In this work, we built a CNN-BiLSTM network for automatically detecting the ionization edges on EELS spectra. We also created a forward model for synthesizing EELS spectra, which allows us to create a database containing 250,000 spectra with ground-truth labels for training and testing the network. The network is examined by using both the synthesized validation dataset and the real spectra dataset collected from experiments. Multiple validation metrics are calculated to evaluate the performance of the network regarding the two datasets, including exact accuracy, recognition accuracy, average precision, average recall, and average F1-score. The sensitivity of the network is explored by testing the lowest detectable PSNR and detectable jump ratio.

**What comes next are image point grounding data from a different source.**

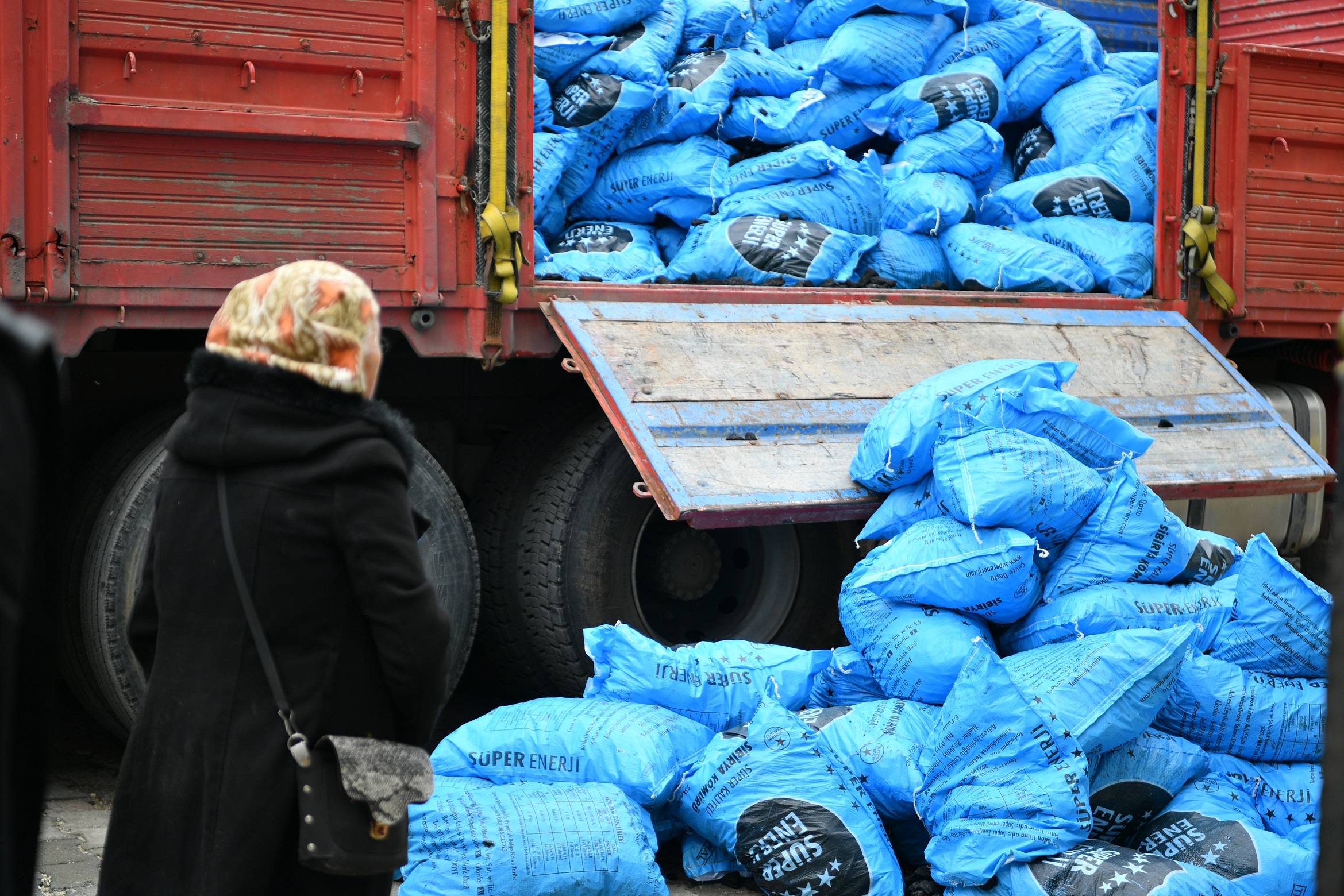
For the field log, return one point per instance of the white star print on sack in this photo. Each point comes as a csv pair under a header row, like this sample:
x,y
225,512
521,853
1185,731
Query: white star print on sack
x,y
1096,868
790,808
1212,824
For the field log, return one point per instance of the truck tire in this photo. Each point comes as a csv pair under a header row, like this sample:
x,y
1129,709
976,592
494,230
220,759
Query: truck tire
x,y
92,656
590,551
106,676
502,659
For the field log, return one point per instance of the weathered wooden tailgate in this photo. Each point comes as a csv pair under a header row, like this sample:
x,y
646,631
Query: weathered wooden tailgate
x,y
740,414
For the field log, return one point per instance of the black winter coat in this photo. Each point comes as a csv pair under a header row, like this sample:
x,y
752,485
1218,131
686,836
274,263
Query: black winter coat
x,y
206,797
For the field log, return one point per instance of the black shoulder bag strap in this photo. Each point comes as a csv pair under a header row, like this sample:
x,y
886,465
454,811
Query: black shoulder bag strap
x,y
298,742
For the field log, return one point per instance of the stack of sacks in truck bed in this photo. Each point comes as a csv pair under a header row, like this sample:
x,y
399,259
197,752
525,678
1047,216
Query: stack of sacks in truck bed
x,y
945,144
1049,676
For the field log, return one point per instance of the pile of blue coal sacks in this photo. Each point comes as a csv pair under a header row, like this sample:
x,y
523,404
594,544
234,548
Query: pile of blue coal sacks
x,y
1053,687
899,144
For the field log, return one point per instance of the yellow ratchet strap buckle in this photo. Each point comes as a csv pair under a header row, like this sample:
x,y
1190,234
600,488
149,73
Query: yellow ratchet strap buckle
x,y
1199,231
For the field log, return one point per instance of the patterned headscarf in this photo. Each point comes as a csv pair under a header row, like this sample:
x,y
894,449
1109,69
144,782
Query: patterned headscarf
x,y
308,318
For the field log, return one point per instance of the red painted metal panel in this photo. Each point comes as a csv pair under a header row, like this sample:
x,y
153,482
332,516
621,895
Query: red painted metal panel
x,y
1311,25
159,210
11,152
1280,186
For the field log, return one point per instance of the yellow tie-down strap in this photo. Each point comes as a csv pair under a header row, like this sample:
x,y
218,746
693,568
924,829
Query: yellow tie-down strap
x,y
1200,230
502,227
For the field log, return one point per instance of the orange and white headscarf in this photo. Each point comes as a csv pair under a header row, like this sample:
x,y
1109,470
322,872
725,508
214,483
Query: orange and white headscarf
x,y
311,318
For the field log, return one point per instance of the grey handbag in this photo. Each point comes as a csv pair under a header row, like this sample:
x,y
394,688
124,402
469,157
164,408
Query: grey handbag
x,y
352,791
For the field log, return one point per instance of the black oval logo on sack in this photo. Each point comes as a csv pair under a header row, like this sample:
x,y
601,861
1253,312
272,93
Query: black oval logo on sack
x,y
694,69
1207,563
819,719
777,246
1121,808
1034,144
791,845
961,96
627,38
1095,868
1084,196
586,98
1222,847
595,238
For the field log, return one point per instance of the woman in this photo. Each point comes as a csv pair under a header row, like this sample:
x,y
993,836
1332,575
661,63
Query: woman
x,y
206,798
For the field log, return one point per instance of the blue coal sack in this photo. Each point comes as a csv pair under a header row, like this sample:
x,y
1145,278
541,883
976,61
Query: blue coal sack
x,y
901,509
669,242
1099,868
1283,623
628,187
1133,538
1133,782
703,862
1121,183
945,563
1066,58
552,155
592,17
715,683
803,56
971,89
560,53
530,840
846,681
776,18
897,445
637,747
1288,794
879,742
969,148
599,108
1091,433
1105,688
842,199
995,477
830,113
700,86
715,25
542,116
1246,714
1004,41
1002,781
1136,68
1207,827
1119,606
612,252
1035,153
914,651
883,49
787,806
992,260
804,160
1081,113
644,50
823,18
760,248
1119,253
909,261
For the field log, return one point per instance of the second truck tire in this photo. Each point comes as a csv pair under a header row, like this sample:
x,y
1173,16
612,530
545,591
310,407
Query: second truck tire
x,y
589,553
97,659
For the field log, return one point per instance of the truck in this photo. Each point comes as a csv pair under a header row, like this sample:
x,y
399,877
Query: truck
x,y
672,456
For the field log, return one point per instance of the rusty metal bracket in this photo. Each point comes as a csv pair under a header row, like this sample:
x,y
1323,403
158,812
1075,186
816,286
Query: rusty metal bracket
x,y
465,9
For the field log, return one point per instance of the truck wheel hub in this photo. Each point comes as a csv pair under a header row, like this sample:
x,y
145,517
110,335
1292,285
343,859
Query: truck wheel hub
x,y
688,565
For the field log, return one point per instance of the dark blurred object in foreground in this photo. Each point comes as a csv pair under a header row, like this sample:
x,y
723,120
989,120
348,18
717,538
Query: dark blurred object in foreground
x,y
29,423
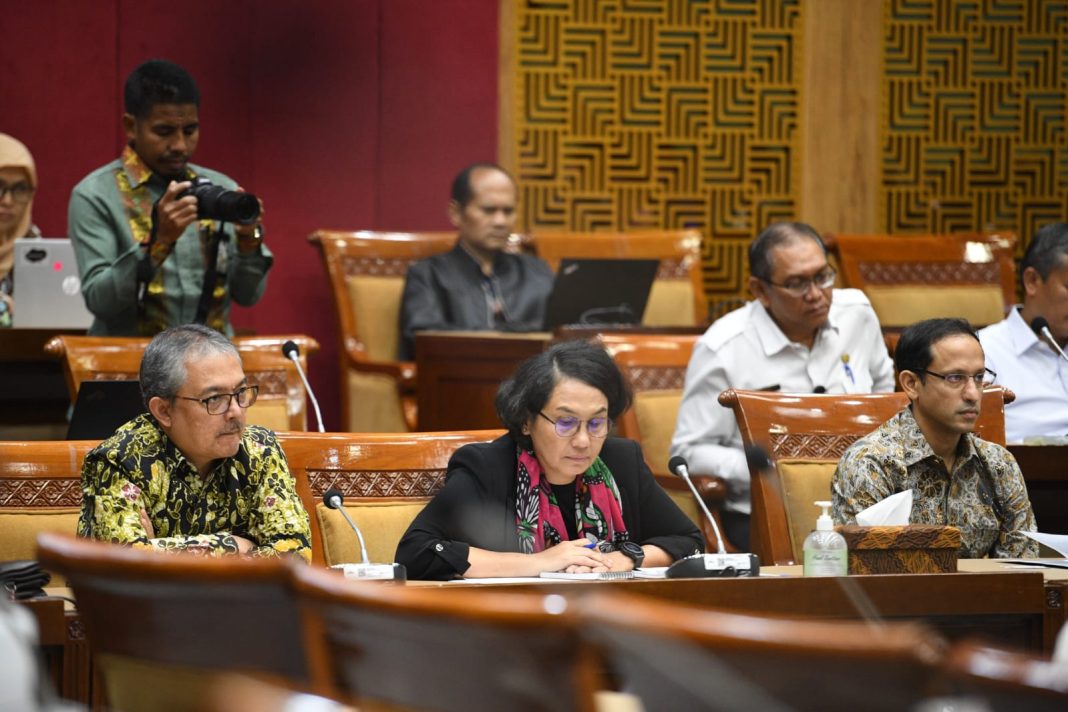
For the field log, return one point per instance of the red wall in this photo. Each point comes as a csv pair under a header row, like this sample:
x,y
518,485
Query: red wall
x,y
339,113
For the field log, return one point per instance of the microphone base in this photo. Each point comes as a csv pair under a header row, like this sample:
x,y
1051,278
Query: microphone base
x,y
716,566
373,571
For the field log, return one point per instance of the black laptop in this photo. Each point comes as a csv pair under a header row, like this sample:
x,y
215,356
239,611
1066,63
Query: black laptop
x,y
600,291
101,407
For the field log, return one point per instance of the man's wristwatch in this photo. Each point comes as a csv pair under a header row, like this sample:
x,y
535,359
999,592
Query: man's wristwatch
x,y
633,552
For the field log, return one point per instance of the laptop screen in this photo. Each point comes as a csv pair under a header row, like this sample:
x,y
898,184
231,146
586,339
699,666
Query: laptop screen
x,y
47,290
596,291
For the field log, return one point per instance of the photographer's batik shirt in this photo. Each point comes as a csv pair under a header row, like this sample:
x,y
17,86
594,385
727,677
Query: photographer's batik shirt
x,y
985,496
251,494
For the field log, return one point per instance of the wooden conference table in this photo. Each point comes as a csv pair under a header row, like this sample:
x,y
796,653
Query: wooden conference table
x,y
1011,606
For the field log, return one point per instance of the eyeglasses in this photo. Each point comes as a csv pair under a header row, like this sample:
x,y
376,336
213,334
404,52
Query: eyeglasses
x,y
957,380
567,426
20,192
799,286
220,402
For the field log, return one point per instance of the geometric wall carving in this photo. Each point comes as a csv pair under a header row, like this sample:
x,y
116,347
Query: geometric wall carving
x,y
974,135
659,113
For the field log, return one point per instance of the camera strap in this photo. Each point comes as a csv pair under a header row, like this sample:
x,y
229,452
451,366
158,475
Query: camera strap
x,y
210,273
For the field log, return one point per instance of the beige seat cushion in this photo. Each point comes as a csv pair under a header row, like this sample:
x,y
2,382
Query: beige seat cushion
x,y
804,481
656,412
376,304
374,405
382,524
901,305
671,304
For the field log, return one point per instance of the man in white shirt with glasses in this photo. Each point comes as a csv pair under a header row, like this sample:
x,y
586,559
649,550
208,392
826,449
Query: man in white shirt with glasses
x,y
798,335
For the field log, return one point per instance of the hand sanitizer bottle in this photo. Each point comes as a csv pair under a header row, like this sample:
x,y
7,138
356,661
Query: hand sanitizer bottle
x,y
825,549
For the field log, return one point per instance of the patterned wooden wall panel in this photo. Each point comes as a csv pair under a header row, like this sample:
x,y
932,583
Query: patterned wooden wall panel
x,y
974,123
658,113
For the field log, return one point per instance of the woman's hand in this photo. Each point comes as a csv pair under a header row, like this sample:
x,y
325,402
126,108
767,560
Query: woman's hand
x,y
572,556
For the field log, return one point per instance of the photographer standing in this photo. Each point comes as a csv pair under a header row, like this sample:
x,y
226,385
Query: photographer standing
x,y
160,241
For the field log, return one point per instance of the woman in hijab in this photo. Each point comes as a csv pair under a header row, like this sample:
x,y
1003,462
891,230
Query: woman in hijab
x,y
18,182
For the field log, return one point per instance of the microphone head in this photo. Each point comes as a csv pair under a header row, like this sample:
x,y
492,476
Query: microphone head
x,y
757,458
675,463
329,495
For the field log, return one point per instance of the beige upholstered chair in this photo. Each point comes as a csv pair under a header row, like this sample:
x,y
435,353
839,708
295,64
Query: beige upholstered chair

The average F1-score, recall, and precision for the real spectra dataset agree well with those for the validation dataset, which suggests that, for one thing, the synthesized spectra are comparable to real spectra, for the other, the network is well-trained without overfitting. The high values of these three metrics also illustrate the good performance of the network in respect to the low false positive or false negative rate. We find that for 98.9% of the real spectra, our network is able to recognize all the edges. For 94.9% of them, our network can accurately recognize all the edges without false positive edges, which means that only around 4% of the spectra have false positive edges, and around 1% of the spectra have false negative edges. What’s more, the low value of the detectable PSNRs and jump ratios further demonstrate the high sensitivity of our network.

Taken together, our CNN-BiLSTM network can automatically recognize the core-loss edges on a raw spectrum with high accuracy. It is also safe to be applied to EELS spectra where the SNR and jump ratio are extremely low. The success of the network in automatically recognizing core-loss edges on a raw spectrum further makes it possible to the automation of more advanced core-loss edge analysis.